I/O

Serialization and deserialization for all xftsim data structures: haplotypes, phenotypes, effects, architectures, and full simulation checkpoints. Also provides import from PLINK/sgkit and GRG loading.

I/O functions for xftsim data structures.

Provides serialization (save/load) for haplotypes, phenotypes, effects, architectures, and full simulation checkpoints. Also provides import functions for PLINK and sgkit datasets, and GRG loading.

Public API

save_haplotypes_npz / load_haplotypes_npz

Round-trip DenseHaplotypeArray to/from compressed .npz.

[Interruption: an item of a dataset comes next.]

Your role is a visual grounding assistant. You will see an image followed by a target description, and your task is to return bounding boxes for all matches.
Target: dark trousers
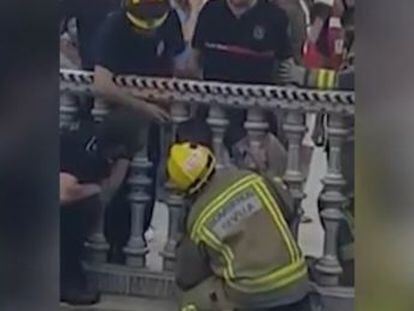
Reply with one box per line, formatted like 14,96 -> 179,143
104,180 -> 131,255
60,195 -> 100,291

save_phenotypes_npz / load_phenotypes_npz

Round-trip PhenotypeArray to/from compressed .npz.

save_effects_npz / load_effects_npz

Round-trip any EffectSpec subclass to/from compressed .npz.

save_architecture / load_architecture

Round-trip Architecture to/from a directory (JSON + .npz).

save_simulation_checkpoint / load_simulation_checkpoint

Round-trip full simulation state to/from a directory.

load_grg

Load a GRG file as a GraphHaplotypeOperator.

read_plink1_as_pseudohaplotypes

Import PLINK 1 binary files as DenseHaplotypeArray.

haplotypes_from_sgkit_dataset

Import sgkit Dataset as DenseHaplotypeArray.

xftsim.io.genotypes_to_pseudo_haplotypes(genotypes)[source]

Converts genotype data to pseudo-haplotype 3D array.

Parameters:

genotypes (np.ndarray) – 2D array of genotype data (n, m) with values 0, 1, 2.

Return type:

ndarray

Returns:

np.ndarray – 3D array of pseudo-haplotype data (n, m, 2).

Parameters:

genotypes (ndarray)

xftsim.io.read_plink1_as_pseudohaplotypes(path, generation=0)[source]

Reads in PLINK 1 binary genotype data and returns a DenseHaplotypeArray object containing pseudo-haplotypes by randomly assigning haplotypes at heterozygous sites.

Parameters:
  • path (str) – The file path to the PLINK 1 binary genotype data.

  • generation (int, optional) – Generation number. Default is 0.

Return type:

DenseHaplotypeArray

Returns:

xft.struct.DenseHaplotypeArray – Pseudo-haplotype array. The “pseudo-” prefix refers to the fact that the plink bfile format doesn’t track phase.

Raises:

ValueError – If the specified file path does not exist or is not in the expected format.

Parameters:
xftsim.io.haplotypes_from_sgkit_dataset(gdat, generation=0)[source]

Construct haplotype array from sgkit DataArray. Useful in conjuction with sgkit.io.vcf.vcf_to_zarr() and sgkit.load_dataset()

Parameters:
  • gdat (xr.Dataset) – Dataset generated by sgkit.load_dataset()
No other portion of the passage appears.